La sale guerre de Poutine redessine les équilibres géopolitiques.
Date. «Tu n’en reviendras pas toi qui courais les filles/Jeune homme dont j’ai vu battre le cœur à nu/Quand j’ai déchiré ta chemise et toi non plus/Tu n’en reviendras pas vieux joueur de manille/Qu’un obus a coupé par le travers en deux.» Ainsi poétisait Louis Aragon, en 1956 (la Guerre, et ce qui s’ensuivit, in le Roman inachevé). Alors que le chaos du fer et du feu progresse et que les mots semblent impuissants à traduire notre sidération et nos colères conjuguées, voilà donc le retour de l’Histoire par sa face la plus tragique, capable de menacer tous les équilibres du monde. Nous vivons un point de bascule considérable, un tournant historique que certains jugent aussi important, sinon plus, que le 11 septembre 2001 en tant que modification en profondeur des paradigmes qui pourraient conduire l’Europe et bien des institutions à renouer avec le primat du politique. Les conséquences s’avèrent d’ores et déjà incalculables en vérité et susceptibles de bousculer les imaginaires, les représentations et sans doute les mentalités.
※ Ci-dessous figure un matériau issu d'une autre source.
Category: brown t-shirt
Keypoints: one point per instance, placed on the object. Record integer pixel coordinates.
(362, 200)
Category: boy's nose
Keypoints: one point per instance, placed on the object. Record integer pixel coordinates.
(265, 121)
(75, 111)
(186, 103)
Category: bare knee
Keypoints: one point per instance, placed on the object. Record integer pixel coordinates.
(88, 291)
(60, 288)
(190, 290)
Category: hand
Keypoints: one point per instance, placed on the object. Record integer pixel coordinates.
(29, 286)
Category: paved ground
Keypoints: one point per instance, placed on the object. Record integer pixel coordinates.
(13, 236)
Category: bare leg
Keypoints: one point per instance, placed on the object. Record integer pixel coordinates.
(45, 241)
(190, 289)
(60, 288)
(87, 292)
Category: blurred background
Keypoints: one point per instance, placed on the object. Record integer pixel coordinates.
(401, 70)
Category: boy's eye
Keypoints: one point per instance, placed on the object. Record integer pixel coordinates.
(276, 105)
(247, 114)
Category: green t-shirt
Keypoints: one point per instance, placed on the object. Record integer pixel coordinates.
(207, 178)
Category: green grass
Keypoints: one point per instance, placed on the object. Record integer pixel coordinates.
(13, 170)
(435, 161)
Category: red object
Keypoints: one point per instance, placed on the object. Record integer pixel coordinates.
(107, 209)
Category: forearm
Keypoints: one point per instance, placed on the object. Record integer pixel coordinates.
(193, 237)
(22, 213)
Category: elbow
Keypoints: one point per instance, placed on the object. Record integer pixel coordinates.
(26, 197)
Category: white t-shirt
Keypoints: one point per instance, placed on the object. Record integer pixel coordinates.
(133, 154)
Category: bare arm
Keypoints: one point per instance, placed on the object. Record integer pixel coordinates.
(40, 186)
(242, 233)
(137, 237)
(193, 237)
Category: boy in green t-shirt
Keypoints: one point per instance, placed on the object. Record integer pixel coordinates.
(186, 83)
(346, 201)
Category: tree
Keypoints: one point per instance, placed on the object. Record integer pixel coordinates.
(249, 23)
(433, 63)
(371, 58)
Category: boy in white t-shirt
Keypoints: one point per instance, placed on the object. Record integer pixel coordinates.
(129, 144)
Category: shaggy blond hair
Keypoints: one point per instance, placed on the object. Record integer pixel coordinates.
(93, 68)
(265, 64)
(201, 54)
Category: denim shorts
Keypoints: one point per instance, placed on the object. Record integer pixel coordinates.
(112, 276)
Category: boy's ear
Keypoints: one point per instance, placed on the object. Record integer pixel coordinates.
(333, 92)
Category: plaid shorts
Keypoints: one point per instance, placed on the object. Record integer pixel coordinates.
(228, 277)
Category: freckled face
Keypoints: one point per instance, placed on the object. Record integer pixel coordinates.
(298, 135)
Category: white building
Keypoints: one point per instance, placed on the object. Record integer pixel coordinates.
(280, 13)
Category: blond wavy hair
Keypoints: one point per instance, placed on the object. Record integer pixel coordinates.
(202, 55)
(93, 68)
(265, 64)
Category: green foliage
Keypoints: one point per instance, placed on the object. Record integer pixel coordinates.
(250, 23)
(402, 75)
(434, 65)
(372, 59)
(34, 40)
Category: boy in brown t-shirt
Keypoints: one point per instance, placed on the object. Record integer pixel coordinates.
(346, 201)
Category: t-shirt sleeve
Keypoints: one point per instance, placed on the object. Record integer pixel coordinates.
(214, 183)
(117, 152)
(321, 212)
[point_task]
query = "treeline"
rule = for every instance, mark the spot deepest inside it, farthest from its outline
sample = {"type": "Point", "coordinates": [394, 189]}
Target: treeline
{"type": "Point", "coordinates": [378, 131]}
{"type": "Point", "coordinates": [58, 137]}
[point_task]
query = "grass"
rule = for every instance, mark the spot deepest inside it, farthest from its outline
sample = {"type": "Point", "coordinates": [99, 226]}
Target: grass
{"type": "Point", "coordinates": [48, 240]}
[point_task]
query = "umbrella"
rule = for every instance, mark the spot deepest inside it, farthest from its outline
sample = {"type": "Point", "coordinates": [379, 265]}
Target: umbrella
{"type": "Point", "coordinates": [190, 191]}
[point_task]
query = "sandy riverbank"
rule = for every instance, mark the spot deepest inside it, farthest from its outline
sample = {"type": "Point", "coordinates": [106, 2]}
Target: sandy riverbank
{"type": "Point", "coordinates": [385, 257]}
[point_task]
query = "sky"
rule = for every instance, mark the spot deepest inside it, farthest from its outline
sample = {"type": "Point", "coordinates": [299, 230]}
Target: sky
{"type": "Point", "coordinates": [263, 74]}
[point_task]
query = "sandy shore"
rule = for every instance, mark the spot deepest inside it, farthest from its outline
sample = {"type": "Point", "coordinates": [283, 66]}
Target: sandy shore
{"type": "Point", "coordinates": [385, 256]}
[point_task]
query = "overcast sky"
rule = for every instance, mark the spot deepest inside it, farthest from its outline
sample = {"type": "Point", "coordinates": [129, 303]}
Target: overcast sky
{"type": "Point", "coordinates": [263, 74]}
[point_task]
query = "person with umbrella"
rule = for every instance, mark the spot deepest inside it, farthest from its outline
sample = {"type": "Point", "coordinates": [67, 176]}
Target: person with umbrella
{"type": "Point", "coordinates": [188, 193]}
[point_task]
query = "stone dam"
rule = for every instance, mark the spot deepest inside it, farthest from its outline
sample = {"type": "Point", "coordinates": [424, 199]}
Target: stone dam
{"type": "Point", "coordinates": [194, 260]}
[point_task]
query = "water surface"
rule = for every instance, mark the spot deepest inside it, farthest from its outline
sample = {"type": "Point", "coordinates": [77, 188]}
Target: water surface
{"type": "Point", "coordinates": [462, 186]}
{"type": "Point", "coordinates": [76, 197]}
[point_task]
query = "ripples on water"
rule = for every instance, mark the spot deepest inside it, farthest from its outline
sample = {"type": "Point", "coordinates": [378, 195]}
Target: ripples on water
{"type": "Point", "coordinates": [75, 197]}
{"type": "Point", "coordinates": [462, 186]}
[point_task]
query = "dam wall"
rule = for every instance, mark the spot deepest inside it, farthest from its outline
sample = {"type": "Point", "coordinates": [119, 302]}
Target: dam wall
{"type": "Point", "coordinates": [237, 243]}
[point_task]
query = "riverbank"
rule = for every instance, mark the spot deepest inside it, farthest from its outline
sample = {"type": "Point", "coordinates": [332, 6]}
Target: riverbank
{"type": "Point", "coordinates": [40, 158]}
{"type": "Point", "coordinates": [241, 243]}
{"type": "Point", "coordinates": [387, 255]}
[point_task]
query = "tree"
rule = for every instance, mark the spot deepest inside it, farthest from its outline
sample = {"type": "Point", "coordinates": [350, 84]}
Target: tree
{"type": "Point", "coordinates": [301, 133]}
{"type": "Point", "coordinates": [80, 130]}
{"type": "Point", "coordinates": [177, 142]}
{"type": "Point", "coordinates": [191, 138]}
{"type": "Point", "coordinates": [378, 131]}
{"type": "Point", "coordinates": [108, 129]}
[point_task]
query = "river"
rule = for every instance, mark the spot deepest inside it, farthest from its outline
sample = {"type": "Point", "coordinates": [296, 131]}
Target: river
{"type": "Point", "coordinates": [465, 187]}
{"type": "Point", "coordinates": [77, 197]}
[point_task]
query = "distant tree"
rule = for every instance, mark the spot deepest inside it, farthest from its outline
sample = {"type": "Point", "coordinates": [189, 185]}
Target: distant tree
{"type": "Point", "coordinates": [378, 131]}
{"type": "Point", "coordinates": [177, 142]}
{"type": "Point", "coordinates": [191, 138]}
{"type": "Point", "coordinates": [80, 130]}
La pandémie avait écrasé les corsets budgétaires ; la sale guerre de Poutine redessine les équilibres géopolitiques. À tel point que le 24 février 2022 restera une date charnière du XXIe siècle, tel le surgissement de l’événement imprévisible – et si prévisible pourtant.
Ampleur. Sinistre stratège, ce Poutine! L’homme fort du Kremlin, quels que soient ses buts de guerre et ses raisons héritées du passé, aura en effet réussi à obtenir, en un temps record et au prix de milliers de morts et de destructions épouvantables, des résultats à l’opposé de ce que nous pouvions imaginer, voire de ceux qui étaient à l’origine recherchés. A-t-il divisé l’Europe? Non. A-t-il éloigné l’Ukraine de l’UE? Non. A-t-il renforcé le sentiment «russe» sur les territoires conquis? Non. A-t-il tué dans l’œuf le nationalisme ukrainien? Non. A-t-il hâté la fin de l’Otan? Non. En quelques jours de guerre fratricide, Poutine a relancé les sirènes de l’atlantisme : comment, en pleine guerre, la France pourrait-elle désormais assumer de sortir de l’Otan et du commandement intégré? Le bloc-noteur lui-même l’admet: cette perspective est devenue caduque, au moins pour un temps long. Par ailleurs, Poutine voit donc sa Russie mise au ban de la communauté internationale, comme cela s’est rarement vu depuis la Seconde Guerre mondiale – et pour une durée impossible à maîtriser. Tôt ou tard, les sanctions économiques, par leur ampleur, porteront leurs fruits.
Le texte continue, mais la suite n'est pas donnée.